Tout un art du rythme, donc, un art véritablement poétique du rythme – et belle tautologie que cette expression, si on s’accorde à penser que le rythme est aux fondements même de toute poésie. 300 pages de cette matière pulsante qui, plus encore que d’un beau romancier, est celle d’un grand artiste.

*

Dans Liberté dans la montagne, on marche donc avec les yeux, ses propres yeux de lecteur, mais ces yeux sont aussi ceux des protagonistes – le vieux et la petite, principalement –, sur lesquels se focalise le regard de l’auteur, qui semble dire « je les vois qui voient et je vous donne à voir ce qu’ils voient ». Certes, les autres sens sont aussi sollicités : on entend, on sent, on goûte, on touche beaucoup, dans ce roman tout entier dédié aux sensations : mais c’est surtout, qui m’a frappé, ce rapport essentiel à la vue, avec ce qu’il comporte de problèmes de rendu et leur résolution.

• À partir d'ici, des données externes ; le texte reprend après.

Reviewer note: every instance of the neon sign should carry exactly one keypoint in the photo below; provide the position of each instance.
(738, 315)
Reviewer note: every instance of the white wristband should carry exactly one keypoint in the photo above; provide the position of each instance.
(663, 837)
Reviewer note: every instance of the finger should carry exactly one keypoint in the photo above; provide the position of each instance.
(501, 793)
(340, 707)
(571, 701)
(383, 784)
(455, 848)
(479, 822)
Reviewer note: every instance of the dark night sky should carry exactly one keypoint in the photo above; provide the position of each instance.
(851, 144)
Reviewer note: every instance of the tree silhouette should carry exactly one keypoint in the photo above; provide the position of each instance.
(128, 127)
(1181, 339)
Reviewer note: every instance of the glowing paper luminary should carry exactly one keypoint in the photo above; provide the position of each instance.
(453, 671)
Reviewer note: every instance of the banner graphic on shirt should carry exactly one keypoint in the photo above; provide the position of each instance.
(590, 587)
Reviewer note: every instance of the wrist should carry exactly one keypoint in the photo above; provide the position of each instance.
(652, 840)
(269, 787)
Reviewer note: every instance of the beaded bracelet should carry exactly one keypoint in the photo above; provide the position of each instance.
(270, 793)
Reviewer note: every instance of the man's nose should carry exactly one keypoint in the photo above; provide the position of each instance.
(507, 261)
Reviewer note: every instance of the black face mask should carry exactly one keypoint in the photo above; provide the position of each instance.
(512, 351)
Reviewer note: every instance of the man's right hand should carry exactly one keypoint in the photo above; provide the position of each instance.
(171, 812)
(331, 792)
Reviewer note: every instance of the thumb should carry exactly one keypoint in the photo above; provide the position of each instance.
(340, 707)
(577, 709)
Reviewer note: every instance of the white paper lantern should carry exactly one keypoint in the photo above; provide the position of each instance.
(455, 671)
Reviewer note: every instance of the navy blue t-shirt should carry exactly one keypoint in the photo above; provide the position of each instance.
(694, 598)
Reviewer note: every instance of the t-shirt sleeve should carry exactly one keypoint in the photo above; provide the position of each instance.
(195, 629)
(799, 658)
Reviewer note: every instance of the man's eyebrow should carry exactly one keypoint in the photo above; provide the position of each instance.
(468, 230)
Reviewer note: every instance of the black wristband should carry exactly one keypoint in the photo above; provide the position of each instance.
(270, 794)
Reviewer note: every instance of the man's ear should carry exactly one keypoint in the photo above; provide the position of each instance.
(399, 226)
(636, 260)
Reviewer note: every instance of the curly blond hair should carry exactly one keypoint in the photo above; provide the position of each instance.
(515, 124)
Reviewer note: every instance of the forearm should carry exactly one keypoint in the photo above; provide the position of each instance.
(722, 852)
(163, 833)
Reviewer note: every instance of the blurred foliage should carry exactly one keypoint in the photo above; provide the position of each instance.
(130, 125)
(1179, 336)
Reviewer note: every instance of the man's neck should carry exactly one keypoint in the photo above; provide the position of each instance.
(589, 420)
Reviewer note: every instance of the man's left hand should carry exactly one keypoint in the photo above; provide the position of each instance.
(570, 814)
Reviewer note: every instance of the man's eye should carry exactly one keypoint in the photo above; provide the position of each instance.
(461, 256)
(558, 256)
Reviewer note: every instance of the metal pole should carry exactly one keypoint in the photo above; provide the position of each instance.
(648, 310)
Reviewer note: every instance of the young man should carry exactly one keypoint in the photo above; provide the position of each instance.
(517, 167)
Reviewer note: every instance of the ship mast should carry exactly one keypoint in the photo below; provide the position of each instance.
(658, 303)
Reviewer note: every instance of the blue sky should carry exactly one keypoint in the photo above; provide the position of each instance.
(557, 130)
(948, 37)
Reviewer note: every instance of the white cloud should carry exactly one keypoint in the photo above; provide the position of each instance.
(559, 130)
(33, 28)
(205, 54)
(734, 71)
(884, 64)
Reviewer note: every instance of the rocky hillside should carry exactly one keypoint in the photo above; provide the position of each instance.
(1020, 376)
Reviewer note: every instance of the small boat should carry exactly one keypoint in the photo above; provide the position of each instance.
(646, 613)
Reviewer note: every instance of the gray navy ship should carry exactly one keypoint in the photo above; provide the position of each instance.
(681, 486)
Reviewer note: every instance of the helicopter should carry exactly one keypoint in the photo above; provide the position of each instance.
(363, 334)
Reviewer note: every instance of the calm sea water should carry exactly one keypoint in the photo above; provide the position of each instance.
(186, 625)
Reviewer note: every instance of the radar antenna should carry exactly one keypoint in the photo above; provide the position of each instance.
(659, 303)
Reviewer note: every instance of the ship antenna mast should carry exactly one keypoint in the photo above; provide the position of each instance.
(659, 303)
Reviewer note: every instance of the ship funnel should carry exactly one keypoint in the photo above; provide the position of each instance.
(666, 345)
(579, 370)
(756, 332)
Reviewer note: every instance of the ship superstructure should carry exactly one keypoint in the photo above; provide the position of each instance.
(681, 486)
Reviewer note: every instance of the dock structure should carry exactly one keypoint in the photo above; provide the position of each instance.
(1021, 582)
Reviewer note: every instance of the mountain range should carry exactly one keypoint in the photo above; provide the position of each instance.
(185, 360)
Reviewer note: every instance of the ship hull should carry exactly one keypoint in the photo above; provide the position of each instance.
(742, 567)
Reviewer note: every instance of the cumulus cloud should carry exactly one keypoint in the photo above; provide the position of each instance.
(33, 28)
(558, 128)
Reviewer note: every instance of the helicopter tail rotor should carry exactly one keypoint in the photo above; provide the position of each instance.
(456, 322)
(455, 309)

Sur ce point, j’avoue que Graciano, malgré les petites maladresses signalées qu’une relecture attentive par ses éditeurs aurait pu nous épargner, m’a littéralement bluffé. Il est rare qu’un premier roman relève, dans l’ensemble, d’une si belle maîtrise stylistique (cf. toutefois Irène, Nestor et la vérité, de Catherine Ysmal, ou 3 balles perdues, de Sylvana Périgot), dans la signification que l’on peut donner à style, soit symbiose, marquée par une personnalité forte, d’une écriture et d’un projet : c’est ici le cas, et on ressort ébloui du livre lentement parcouru pour le bonheur des yeux.

Bien sûr, cela nous met, et pas qu’un peu, dans l’attente de la suite, et donc du prochain livre – tant d’auteurs ont tout donné dans leur premier, qui se sont, comme dépourvus de matière, révélés impuissants à poursuivre une œuvre : gageons, autant qu’on l’espère, que la crainte n’est pas ici fondée, et que Marc Graciano saura haut la main relever le défi.